Somalia: Somali Warlord Vouches Bid For Release of Hostages

Addis Ababa, Ethiopia — Hussein Farah Aideed, chairman of the newly formed Somali Reconciliation and Restoration Council (SRRC) Thursday said the body was doing its best to fly four abducted aid workers out of Mogadishu.

Aideed said two Britons and two Belgians seized last Tuesday in an armed attack on the headquarters of Medecins sans Frontiers (Doctors without Borders) in the Somali capital, were now in safe hands.

He blamed the incident on the transitional Somali government of President Abdiqassim Salad Hassan, which was formed at a reconciliation conference held in Arta, Djibouti eight months ago.

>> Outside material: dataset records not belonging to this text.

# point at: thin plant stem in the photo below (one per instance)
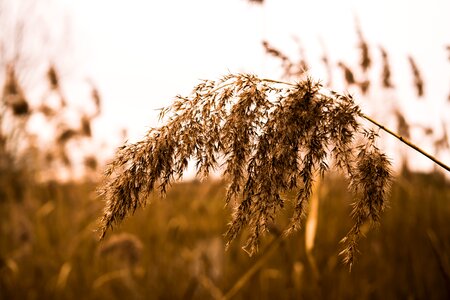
(402, 139)
(405, 141)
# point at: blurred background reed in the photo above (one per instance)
(174, 249)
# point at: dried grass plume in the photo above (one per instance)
(269, 137)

At a press conference, Aideed affirmed that the British and Belgian hostages were in "safe" hands "under the protection of community leaders."

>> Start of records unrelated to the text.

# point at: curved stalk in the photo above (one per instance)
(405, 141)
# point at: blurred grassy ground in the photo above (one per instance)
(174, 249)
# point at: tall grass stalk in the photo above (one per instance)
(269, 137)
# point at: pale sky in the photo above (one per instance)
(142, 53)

He maintained that the said leaders "are our supporters" and that their area in Mogadishu "are within our sphere of influence."

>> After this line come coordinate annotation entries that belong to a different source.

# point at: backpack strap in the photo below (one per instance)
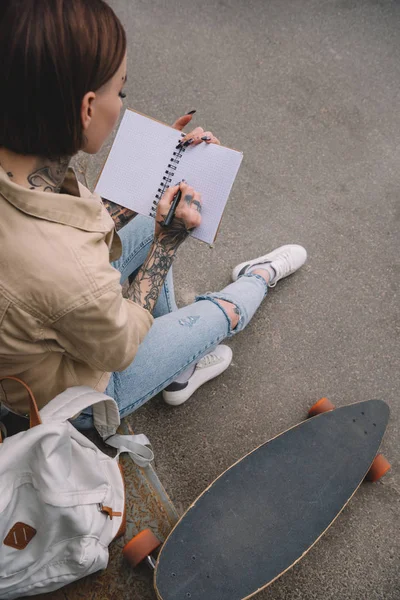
(135, 445)
(34, 416)
(74, 400)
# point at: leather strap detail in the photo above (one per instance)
(19, 536)
(109, 511)
(34, 417)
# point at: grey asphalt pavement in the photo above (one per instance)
(309, 91)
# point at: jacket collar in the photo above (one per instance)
(74, 205)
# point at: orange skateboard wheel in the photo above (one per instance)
(378, 469)
(140, 546)
(323, 405)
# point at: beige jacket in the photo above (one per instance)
(63, 320)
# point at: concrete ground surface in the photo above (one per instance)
(309, 91)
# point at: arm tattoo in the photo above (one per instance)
(146, 286)
(120, 214)
(49, 176)
(197, 204)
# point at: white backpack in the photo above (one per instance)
(62, 500)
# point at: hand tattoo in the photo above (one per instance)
(197, 204)
(146, 286)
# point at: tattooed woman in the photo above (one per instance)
(63, 318)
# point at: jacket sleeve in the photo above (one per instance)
(104, 332)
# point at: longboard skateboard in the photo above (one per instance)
(263, 514)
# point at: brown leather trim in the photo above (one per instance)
(19, 536)
(34, 411)
(122, 528)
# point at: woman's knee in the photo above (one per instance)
(231, 310)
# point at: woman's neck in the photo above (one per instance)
(34, 172)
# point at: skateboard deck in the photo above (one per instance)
(264, 513)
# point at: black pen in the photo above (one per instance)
(171, 212)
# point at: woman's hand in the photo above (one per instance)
(197, 134)
(146, 286)
(187, 215)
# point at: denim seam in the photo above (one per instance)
(171, 378)
(136, 251)
(214, 297)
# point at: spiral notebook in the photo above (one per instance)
(144, 161)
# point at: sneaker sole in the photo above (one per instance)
(267, 257)
(196, 381)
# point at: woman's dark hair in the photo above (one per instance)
(52, 53)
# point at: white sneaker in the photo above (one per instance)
(208, 367)
(284, 260)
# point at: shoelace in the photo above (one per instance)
(208, 360)
(282, 266)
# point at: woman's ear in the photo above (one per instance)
(87, 109)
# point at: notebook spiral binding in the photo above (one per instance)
(164, 185)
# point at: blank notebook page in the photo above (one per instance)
(211, 170)
(141, 154)
(137, 162)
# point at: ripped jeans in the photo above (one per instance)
(178, 337)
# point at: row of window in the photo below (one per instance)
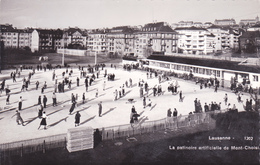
(189, 69)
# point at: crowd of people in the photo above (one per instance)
(63, 82)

Aideed said "we are taking every security precaution to move the aid workers to the airport and fly them safely to Nairobi," adding that contacts had been made with the UNDP office in Nairobi, Kenya, for arrangements fly the four out of Mogadishu "at the opportune moment."

Aideed intimated that the armed attack on the MSF Mogadishu headquarters was a calculated move to jeopardise the lives of aid workers and blame the act on faction leaders opposed to what he said was the self-proclaimed and unrepresentative government in Somalia.

The establishment of the SRRC was announced by Aideed a week ago in Addis Ababa, Ethiopia following two weeks of consultations by leading Somali factions, at the town of Awassa, 245 km south of Addis Ababa with the objective of preparing "an all-inclusive" national reconciliation conference within Somalia within six months.

Aideed reiterated that the SRRC "is not a government, but an interim authority" to prepare and facilitate the convening of a national reconciliation conclave within six months to come up with "a legitimate transitional representative government of national unity."